Otto es un asistente para el hogar diseñado para reducir la toma de decisiones en la vida diaria.
En lugar de tener que recordar, negociar y coordinar constantemente las responsabilidades del hogar, Otto lo hace por ti.
Al reunir tareas compartidas, gastos y rutinas individuales en un solo lugar, Otto aprende qué necesita hacerse y quién es responsable.
Con el tiempo, Otto entiende cómo funciona tu hogar — adaptándose a rutinas, preferencias y cambios inesperados — ayudando a que todo funcione de manera más fluida, sin necesidad de coordinación constante y con una distribución equilibrada.
¿El objetivo?
Menos planificación.
Menos negociaciones.
Más tranquilidad.
Características principales
Planificación inteligente
Otto realiza un seguimiento de tus tareas diarias y te ayuda a organizar lo que hay que hacer.
Visibilidad compartida
Todos los miembros del hogar pueden ver las responsabilidades y las próximas tareas en un solo lugar.
Seguimiento de gastos
Las facturas y pagos compartidos se mantienen organizados sin confusiones.
Sistema adaptativo
Con el tiempo, Otto aprende los patrones del hogar, se adapta a cambios inesperados y comprende las preferencias individuales, lo que ayuda a que su hogar funcione sin problemas.

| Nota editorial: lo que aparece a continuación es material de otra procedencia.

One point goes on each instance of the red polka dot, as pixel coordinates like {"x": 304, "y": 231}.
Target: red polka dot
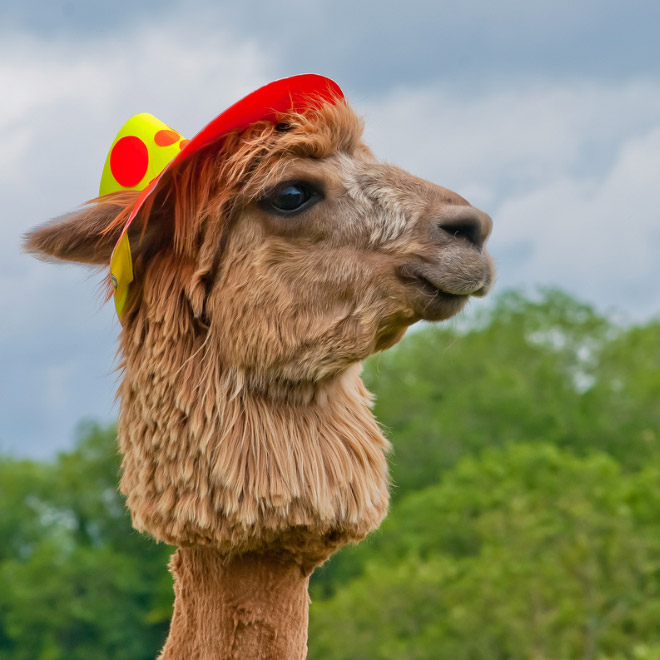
{"x": 166, "y": 137}
{"x": 129, "y": 161}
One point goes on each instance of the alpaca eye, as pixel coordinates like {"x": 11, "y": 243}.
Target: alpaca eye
{"x": 291, "y": 198}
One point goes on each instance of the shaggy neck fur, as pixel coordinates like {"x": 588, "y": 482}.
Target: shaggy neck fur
{"x": 252, "y": 606}
{"x": 259, "y": 487}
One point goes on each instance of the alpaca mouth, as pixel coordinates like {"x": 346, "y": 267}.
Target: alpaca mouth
{"x": 435, "y": 301}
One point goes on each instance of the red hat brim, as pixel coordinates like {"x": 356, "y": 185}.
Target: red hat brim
{"x": 300, "y": 93}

El futuro de la organización del hogar
Durante décadas, la tecnología nos ha ayudado a organizar nuestro trabajo, nuestras finanzas y nuestra comunicación.

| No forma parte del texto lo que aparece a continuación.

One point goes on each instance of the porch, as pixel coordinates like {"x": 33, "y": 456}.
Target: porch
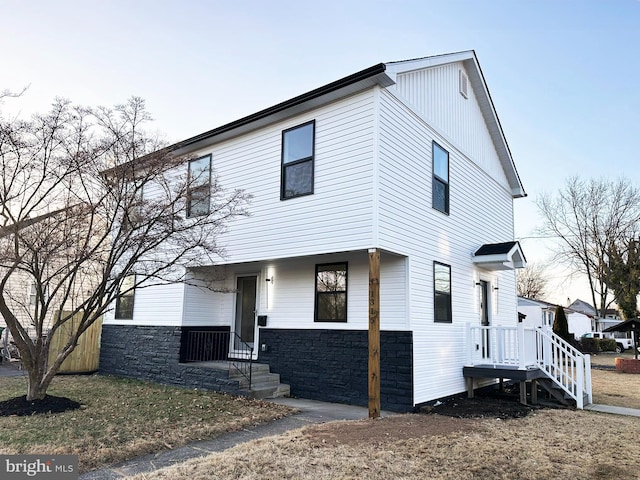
{"x": 225, "y": 353}
{"x": 534, "y": 356}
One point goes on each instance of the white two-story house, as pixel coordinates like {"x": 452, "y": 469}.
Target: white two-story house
{"x": 407, "y": 159}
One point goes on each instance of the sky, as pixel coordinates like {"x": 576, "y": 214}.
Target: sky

Pero los sistemas que utilizamos para gestionar nuestros hogares apenas han cambiado.
La mayoría de los hogares todavía dependen de la memoria, las conversaciones, los recordatorios o las notas dispersas para coordinar las responsabilidades cotidianas.
Y a medida que la vida se vuelve más ocupada, ese sistema se descompone.
Nuestra visión
La vida fuera del trabajo a menudo se conoce como "la segunda jornada".
Pero no se trata sólo de hacer tareas simples. Se trata de anticipar.
Seguir lo que hay que hacer. Recordar - y a veces recordarles a otros - quién es responsable de qué.
Adaptarse a horarios cambiantes, preferencias y situaciones inesperadas.
Estos sistemas son complejos, y aún así intentamos gestionarlos manualmente, lo que con tiempo lleva al agotamiento y sobrecarga cognitiva.
Construimos herramientas para organizar nuestros trabajos.
Ahora es momento de organizar nuestros hogares.